Series on Persuasive Speakers: Choice of words

Many entrepreneurs are so passionate about their new startup idea that they can’t believe any intelligent being, investor or customer wouldn’t react just as excitedly after a quick introduction. They don’t realize that they can often kill their credibility — and future opportunities — by communicating only with passion, responding with a cynical comment or giving up too soon.

The art of getting others to see things as you see them — usually called persuasion — is a key one for entrepreneurs, and it needs to be honed from the first day that you formulate your new idea. You have to persuade the right partners to join and build the solution, the right investors to fund it and the right customers to buy it.
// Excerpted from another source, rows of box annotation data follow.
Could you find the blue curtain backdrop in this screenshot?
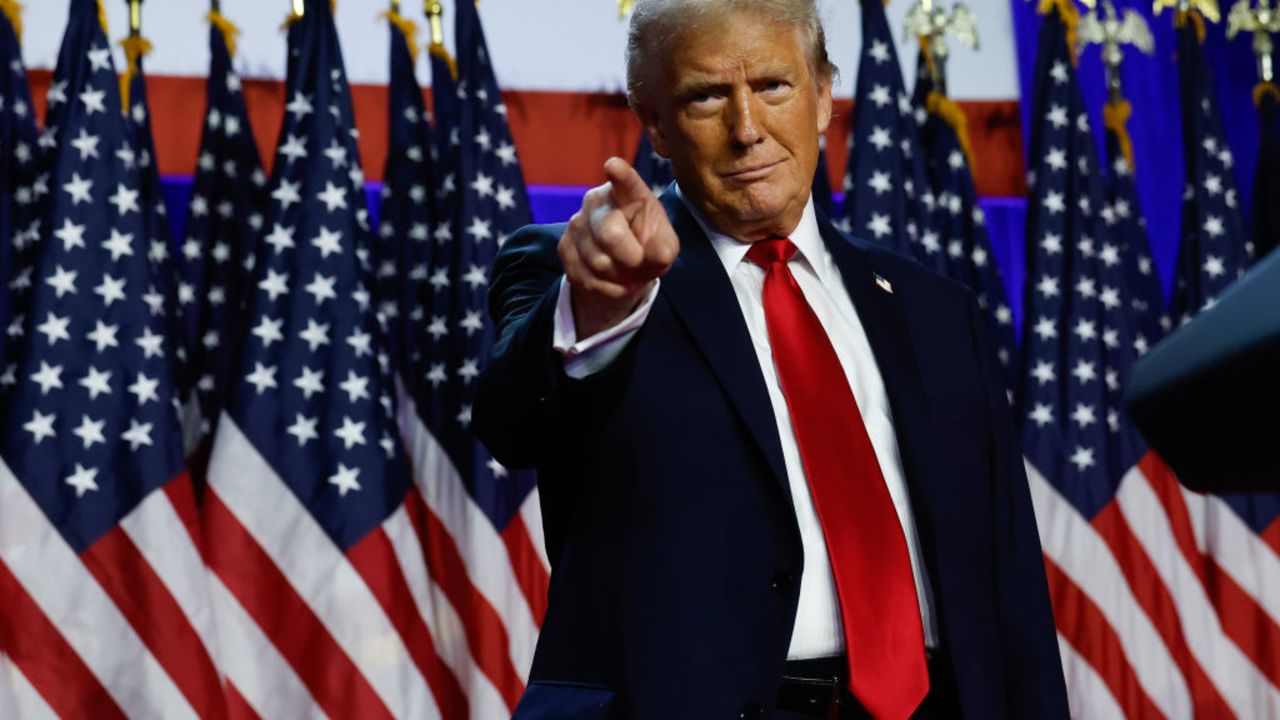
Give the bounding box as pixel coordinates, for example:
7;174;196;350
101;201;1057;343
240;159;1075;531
1010;0;1280;301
Good marketing is just a subset of these efforts and skills.

Take the story of the blind beggar and the advertising writer as an example. This story shows the difference that persuasion and effective communication can make to an idea.

An old blind man was sitting on a busy street corner in the rush-hour begging for money. On a cardboard sign, next to an empty tin cup, he had written: ‘Blind – Please help’. No-one was giving him any money. A young advertising writer walked past and saw the blind man with his sign and empty cup, and also saw the many people passing by completely unmoved, let alone stopping to give money.

The advertising writer took a thick marker-pen from her pocket, turned the cardboard sheet back-to-front, and re-wrote the sign, then went on her way. Immediately, people began putting money into the tin cup. After a while, when the cup was overflowing, the blind man asked a stranger to tell him what the sign now said. “It says,” said the stranger, “‘It’s a beautiful day. You can see it. I cannot.’ “

Much later it was interpreted into a popular video on the web. This story illustrates in a timeless way how important choice of words and language is when we want to truly connect with and move other people.